Current payment processors such as BitPay have recently revealed that government agencies are watching cryptocurrency transactions through the bottlenecks and exchanges where it can be tracked and traced with a high degree of transparency. It should not come to anyones surprise that governments are watching cryptocurrency nor that companies are complying with their laws, but understanding why national governments require users of the bitcoin digital economy to cut them a slice of the pie while they contribute nothing to the operation, and in many cases, hinder the adoption of this technology, remains a callus mystery.
Governments initially attempting to control cryptocurrency taxation through the businesses and bottlenecks which it can be monitored through will meet with as much success as they have limiting file sharing, illegal downloads, and Tor operations. Cryptocurrencies have an inherent regulation, that of the law from number. Truly, bitcoin is code as law.
Old laws seldom resist the trends of technology. The attempt of government agencies to levy taxation on cryptocurrency transactions directly is as futile as sweeping back waves of the ocean. No matter the size of broom, state actors will be overrun by continuously expanding waves of cryptocurrency adoption.
In the 1980s, it was illegal in the United States to send a fax message. The US Post Office considered faxes to be first-class mail, over which the US Post Office claimed an ancient monopoly … billions of fax messages later, it is unclear whether anyone ever complied with that law.
– James Dale Davidson, William Rees-Mogg, The Sovereign Individual
Cryptocurrency Taxation By Default
What would you say if you were told cryptocurrency taxation occurs on every transaction by default? In the realm of digital currency, the transaction fee which the user decides to (or decides not to) attach to each payment represents the taxation. This user can decide to attach a large fee or no fee at all. In doing so, the miners of the network will choose preference for the transactions with a larger fee attached, and will work to confirm these payments sooner than those with smaller fees. This transactions queue represents a voluntary, pay-for-performance taxation structure where the performance derived from the system is dependent upon how much taxation they pay.
Algorithmic Regulation
Cryptocurrencies have regulation built into the very nature of their existence, just not through our conventional ideas of human intervention. Because of the technological nature of cryptocurrency taxation, judicial regulations bestowed upon these types of systems will always be, to a large degree, futile.
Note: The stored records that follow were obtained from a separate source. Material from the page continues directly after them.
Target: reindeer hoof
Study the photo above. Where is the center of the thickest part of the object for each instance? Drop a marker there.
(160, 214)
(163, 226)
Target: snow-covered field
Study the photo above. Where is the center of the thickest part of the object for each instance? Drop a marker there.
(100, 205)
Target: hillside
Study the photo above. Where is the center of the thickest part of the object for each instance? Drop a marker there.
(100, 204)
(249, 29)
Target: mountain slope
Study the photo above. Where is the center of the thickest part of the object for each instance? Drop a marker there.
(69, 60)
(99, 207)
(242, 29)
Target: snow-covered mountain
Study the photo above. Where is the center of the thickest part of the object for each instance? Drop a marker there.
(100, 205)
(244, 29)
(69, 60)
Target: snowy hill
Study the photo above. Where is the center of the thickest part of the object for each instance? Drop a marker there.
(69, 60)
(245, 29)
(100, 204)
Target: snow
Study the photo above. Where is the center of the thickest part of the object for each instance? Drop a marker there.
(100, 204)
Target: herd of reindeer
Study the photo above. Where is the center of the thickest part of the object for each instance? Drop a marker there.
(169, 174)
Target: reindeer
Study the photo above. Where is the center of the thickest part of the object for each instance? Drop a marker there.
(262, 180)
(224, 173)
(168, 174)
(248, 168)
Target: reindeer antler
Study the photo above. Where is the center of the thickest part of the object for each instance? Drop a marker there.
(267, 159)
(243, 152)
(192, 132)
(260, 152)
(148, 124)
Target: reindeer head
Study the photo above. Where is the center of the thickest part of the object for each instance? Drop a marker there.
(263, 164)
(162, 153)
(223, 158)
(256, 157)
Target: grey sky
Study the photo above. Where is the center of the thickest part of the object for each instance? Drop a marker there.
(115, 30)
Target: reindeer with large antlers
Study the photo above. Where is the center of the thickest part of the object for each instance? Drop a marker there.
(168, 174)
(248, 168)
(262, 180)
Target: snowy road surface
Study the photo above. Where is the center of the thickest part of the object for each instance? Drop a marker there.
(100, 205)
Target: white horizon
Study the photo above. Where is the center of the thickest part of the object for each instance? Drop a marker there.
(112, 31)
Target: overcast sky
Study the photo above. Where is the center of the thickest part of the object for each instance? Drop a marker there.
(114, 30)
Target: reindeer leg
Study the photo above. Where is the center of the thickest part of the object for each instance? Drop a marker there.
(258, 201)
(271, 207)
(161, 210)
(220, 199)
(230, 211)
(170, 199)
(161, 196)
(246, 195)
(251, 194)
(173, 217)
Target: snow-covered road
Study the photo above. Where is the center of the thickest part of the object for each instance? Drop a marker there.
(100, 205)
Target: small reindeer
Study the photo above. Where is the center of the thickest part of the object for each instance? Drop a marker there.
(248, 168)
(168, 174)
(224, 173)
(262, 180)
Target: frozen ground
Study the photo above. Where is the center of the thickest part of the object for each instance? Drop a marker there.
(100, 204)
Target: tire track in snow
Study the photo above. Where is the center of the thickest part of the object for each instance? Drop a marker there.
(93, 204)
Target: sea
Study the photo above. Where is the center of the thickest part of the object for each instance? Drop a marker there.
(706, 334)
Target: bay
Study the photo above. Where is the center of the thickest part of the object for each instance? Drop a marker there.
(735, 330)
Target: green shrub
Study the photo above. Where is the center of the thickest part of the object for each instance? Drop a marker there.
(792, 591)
Cryptocurrencies have established their own set of rules and guidelines through the source code they are built upon, forcing legal frameworks on this type of 21st century innovation will only cause friction during its adoption phase.
The only choice of regulation we have in terms of cryptocurrency taxation is not to try and fit it inside some existing doctrine, but to abide by their laws of finance and information freedom. We must be the one’s to conform to the regulation, not have it conform to our conventional beliefs. Bitcoin is a system which will only be governed effectively through digital law, an approach which functions solely through a medium of technology itself. It will not bend to the whim of those who still hold conventional forms of law-making as relevant today.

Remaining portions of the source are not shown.